The US Department of Agriculture’s monthly on-feed report showed the number of cattle in US feedyards with a capacity of 1,000 or more head as of March 1 just 0.2% above a year ago, on par with the average guess of analysts participating in the Urner Barry survey.
The placement number for February was 92.1% of a year ago, 0.3% below the average guess of 92.4%.
The range of the guesses for placements was 2.9% to 11% under a year ago.
This is the lowest February placement since 2017.
Some industry participants suspect that the sharp decline in placements is a result of the drastic decline in cash cattle and futures prices since the onset of the coronavirus.
Herd grows year on year
Marketings for February were reported at 105.5% of a year ago, nearly on target with the average guess of 105.6%.

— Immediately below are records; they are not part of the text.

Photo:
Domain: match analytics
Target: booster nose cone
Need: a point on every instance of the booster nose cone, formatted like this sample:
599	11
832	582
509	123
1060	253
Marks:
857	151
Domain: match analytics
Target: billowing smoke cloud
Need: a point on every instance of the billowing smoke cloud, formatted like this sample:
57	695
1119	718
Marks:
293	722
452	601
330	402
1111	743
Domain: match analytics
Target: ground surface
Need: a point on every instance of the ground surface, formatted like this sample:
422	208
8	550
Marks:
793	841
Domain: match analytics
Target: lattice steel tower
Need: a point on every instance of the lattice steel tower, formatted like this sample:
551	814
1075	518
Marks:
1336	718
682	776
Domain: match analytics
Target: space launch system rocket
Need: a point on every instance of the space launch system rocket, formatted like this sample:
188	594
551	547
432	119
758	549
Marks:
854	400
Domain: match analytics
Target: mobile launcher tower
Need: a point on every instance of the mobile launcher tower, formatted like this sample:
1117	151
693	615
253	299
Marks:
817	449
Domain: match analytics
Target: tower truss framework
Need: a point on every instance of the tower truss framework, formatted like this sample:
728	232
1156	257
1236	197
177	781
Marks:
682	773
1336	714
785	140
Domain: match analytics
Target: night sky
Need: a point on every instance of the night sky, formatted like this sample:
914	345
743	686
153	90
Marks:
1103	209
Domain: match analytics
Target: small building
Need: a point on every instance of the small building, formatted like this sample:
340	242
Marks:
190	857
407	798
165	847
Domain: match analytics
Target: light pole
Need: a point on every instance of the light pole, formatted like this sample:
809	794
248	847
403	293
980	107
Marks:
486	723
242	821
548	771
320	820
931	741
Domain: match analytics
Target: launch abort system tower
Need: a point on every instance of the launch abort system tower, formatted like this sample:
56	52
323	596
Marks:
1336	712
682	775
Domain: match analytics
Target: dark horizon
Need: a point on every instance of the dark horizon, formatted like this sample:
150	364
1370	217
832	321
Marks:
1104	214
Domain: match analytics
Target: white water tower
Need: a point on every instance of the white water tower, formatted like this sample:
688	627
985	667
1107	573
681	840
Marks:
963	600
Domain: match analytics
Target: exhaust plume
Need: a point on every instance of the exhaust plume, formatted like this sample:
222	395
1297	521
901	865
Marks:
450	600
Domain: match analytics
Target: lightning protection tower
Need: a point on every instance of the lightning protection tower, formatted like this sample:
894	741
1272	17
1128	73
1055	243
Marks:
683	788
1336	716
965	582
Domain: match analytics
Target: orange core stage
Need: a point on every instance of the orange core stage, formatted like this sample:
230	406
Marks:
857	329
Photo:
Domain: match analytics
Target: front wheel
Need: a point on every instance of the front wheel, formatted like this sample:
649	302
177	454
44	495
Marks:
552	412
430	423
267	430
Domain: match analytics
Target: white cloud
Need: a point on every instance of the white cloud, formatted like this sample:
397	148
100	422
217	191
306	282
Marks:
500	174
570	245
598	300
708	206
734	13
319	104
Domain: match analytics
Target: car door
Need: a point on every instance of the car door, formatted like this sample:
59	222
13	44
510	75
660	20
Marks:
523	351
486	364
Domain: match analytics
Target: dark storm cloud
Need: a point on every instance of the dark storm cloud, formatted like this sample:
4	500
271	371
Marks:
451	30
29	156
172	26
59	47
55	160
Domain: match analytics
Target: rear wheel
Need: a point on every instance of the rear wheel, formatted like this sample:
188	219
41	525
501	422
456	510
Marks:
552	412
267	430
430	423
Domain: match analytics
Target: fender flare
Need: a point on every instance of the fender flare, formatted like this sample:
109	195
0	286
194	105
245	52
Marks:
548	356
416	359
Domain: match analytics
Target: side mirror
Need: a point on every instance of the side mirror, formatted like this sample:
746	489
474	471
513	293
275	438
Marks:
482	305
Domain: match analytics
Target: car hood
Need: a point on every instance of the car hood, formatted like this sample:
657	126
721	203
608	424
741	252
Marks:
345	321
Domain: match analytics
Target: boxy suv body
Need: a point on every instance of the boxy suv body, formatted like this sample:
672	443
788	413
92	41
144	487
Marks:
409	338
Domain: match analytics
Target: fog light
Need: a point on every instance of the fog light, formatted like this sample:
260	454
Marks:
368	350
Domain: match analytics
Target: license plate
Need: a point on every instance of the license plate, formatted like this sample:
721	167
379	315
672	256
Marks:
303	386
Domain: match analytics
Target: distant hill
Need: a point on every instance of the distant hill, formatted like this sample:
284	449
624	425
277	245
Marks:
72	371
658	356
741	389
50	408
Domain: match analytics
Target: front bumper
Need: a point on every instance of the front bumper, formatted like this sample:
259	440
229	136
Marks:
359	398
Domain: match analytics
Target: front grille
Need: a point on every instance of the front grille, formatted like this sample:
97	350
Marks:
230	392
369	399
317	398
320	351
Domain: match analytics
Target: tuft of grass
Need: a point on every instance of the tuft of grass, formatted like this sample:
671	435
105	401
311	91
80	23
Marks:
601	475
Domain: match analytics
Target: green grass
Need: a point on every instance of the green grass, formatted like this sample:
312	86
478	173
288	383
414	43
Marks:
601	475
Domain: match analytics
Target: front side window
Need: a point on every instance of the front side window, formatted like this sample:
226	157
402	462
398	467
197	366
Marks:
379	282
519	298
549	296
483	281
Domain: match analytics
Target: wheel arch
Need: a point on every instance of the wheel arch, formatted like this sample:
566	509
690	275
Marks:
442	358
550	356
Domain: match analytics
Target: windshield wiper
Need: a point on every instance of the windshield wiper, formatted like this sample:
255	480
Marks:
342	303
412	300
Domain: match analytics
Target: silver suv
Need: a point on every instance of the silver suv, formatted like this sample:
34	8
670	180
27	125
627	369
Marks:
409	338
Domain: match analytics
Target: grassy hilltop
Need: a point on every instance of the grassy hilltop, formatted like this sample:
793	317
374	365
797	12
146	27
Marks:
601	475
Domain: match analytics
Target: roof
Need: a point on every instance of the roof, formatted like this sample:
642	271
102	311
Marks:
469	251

February had the same number of weekdays and one more Saturday as a year ago.
USDA reported 11.806m head in the nation’s feedyards as of March 1, down 122,000 head from 11.928m the previous month.
That compares with 11.785m a year ago and a five-year average for that date of 11.104m head.
Placements for February were 1.711m head, 1% below the five-year average of 1.726m.
USDA reported marketings, or those sent to slaughter, in February at 1.775m head. The marketing figure was 9.4% above the five-year average of 1.623m.
The data were viewed as neutral for futures when trading resumes Monday since the number of placements came in near expectations.